Is Judd-gment Day Coming this Spring?

So, actress Ashley Judd is preparing to run for Senate . . . or perhaps not.

Actress Ashley Judd, who has reportedly been exploring a Senate run since last December, will announce her candidacy in the spring, MSNBC’s Howard Fineman reported Sunday. Her candidacy would pit her against Senate minority leader Mitch McConnell.

The 44-year-old star of “Double Jeopardy” also has a master’s degree in public administration from Harvard University and has been a women’s rights activist for years. She had met with Sen. Kirsten Gillibrand, D-N.Y., to talk about women running for office more than a year ago, Fineman reported.

In a statement to The Huffington Post, Judd denied that she was planning on making announcements any time soon.

“I am not sure who is saying this stuff, but it is not I!” Judd said to the website. “I’d prefer as a fan of your journalism that you stay accurate and credible. We told everyone who called us yesterday these stories are fabrications.”

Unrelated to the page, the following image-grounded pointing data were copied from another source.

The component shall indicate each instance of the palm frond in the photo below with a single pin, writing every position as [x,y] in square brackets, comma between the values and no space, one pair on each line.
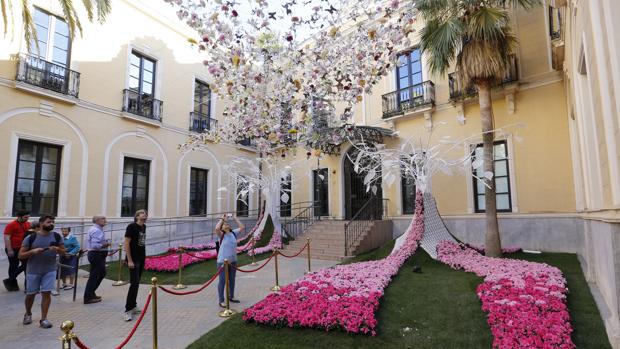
[104,7]
[441,41]
[88,5]
[30,32]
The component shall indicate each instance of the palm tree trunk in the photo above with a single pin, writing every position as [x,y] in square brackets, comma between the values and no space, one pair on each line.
[492,240]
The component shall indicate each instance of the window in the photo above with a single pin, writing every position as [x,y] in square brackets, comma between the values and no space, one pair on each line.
[320,192]
[243,198]
[141,74]
[202,98]
[407,192]
[52,38]
[502,179]
[198,191]
[285,188]
[37,177]
[409,69]
[135,186]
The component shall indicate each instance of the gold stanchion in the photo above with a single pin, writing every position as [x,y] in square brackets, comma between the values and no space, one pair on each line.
[179,285]
[227,312]
[67,327]
[120,281]
[253,254]
[154,309]
[277,285]
[308,244]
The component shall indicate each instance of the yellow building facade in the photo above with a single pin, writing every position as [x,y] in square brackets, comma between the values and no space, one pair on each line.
[108,143]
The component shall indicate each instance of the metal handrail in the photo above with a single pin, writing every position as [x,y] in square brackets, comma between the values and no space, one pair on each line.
[36,71]
[301,222]
[370,211]
[142,104]
[408,98]
[199,122]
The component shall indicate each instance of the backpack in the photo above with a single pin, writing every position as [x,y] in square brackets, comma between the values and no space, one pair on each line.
[218,243]
[32,237]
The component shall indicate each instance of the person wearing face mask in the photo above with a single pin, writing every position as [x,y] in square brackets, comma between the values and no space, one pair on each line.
[41,249]
[14,234]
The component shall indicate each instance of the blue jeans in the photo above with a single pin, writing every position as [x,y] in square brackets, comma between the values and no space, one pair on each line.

Are Washington Democrats suddenly nervous about Ashley Judd as their standard-bearer? A Louisville weekly is reporting that’s exactly the case:

LEO Weekly has learned from multiple Democratic sources that the Democratic Senatorial Campaign Committee is now applying the brakes to their once all-in support of Ashley Judd as the challenger of choice against Sen. Mitch McConnell in 2014. While not ready to abandon Judd, they are now taking a serious second look at recruiting Kentucky Secretary of State Alison Lundergan Grimes.

The change of heart came after a recent poll the DSCC conducted, but not because it showed Judd was incapable of competing with McConnell, rather that Grimes performed better than Judd and gave Democrats the best chance at victory.

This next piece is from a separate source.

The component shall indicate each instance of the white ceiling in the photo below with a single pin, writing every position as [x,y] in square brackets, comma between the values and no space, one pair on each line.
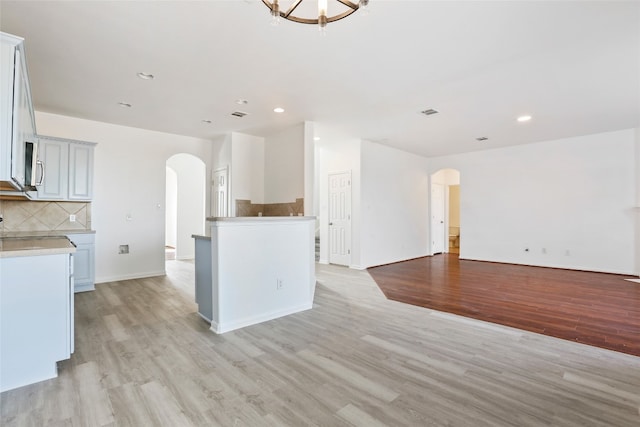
[574,66]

As late as last week, the wheels were already very much in motion at the DSCC in planning a Judd Senate candidacy. While those plans have not been scrapped, there is definitely a re-evaluation happening. Our sources tell LEO that while the DSCC felt that Judd could compete with McConnell, one of Judd’s strongest assets would be her ability to raise money on par with McConnell and tie up Republican campaign spending (both McConnell’s and the NRSC’s) in that race. However, their recent polling suggests the 2014 race is very much winnable, with McConnell so vulnerable that Democrats need to make their priority finding the candidate with the best chance of winning.

For what it’s worth, Guy Cecil, executive director of the Democratic Senatorial Campaign Committee, Tweeted, “In my time with the DSCC, I think 85 percent of all recruitment theories and stories have been wrong. It’ll make for a good story when I’m done next November.”

A bit of DSCC caution makes sense, no? Kentucky Democrats are a different breed. With one interruption — Ernie Fletcher from 2003 to 2007 — Democrats have occupied the governor’s mansion since 1971. But in the senatorial races, where national issues are more likely to predominate the campaigns, Republicans have won every race since 1992. Right now, five of the six U.S. House members from the state are Republicans. So you would think Democrats would want someone who could run the “I’m nothing like Obama” type campaign that works for Democrats in places like West Virginia and Utah. One look at the American Crossroads web ad knocking Judd and you know you’re dealing with a potential candidate who will be extremely popular with Democrats outside of Kentucky . . . but inside the state, perhaps not so much.